The new initiatives, sponsored by the Occupational Safety and
Environmental Health department, include measures such as placing
catchy signs next to light switches that read, “Turn off the
juice when not in use and help conserve energy!” While
limiting electricity use is an integral part of reducing energy
costs, the potential efficacy of this new campaign is not
promising. Students are likely to ignore these courtesy notices. In
fact, these initiatives simply appear to be a low-cost, low-input
way of appeasing environmentalists. A significant, creative program
will be necessary if the University hopes to affect behavioral
patterns within the campus community.

Portions of the new initiatives do provide more concrete
techniques for curbing excess waste. The Pollution Prevention Lab
Survey calls for the use of “micro-teaching
techniques,” which encourage laboratories to limit use of
materials in experiments.

The University’s commitment to upgrade the level of energy
efficiency and cut costs certainly has merit.
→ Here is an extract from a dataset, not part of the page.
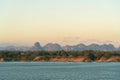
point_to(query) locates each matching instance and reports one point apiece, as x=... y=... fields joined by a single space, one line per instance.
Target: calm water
x=59 y=71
After it received the
Environmental Protection Agency’s Energy Star Combined Heat
and Power Award in September, it is clear that there is a strong
desire to alleviate the problem of waste, and the University is on
a productive track in doing so. Furthermore, in a time of such
financial strain, it is important to cut costs in any way possible.
Occupancy-sensored lighting is underway in some facilities on
campus, and more fluorescent and halogen light fixtures are being
installed. Yet more work must be done to trap heat in older
facilities and to make residence hall showers low-flow.
Improvements such as these, which yield tangible results, need to
continue.

The University can cross its fingers and hope that students and
staff take note of these recommendations and turn off the lights
when they leave a room, but even with kind reminder notices, the
idea that this will have any noteworthy results seems to be wishful
thinking. The University must follow through with these initiatives
and push for more substantive methods of conserving energy.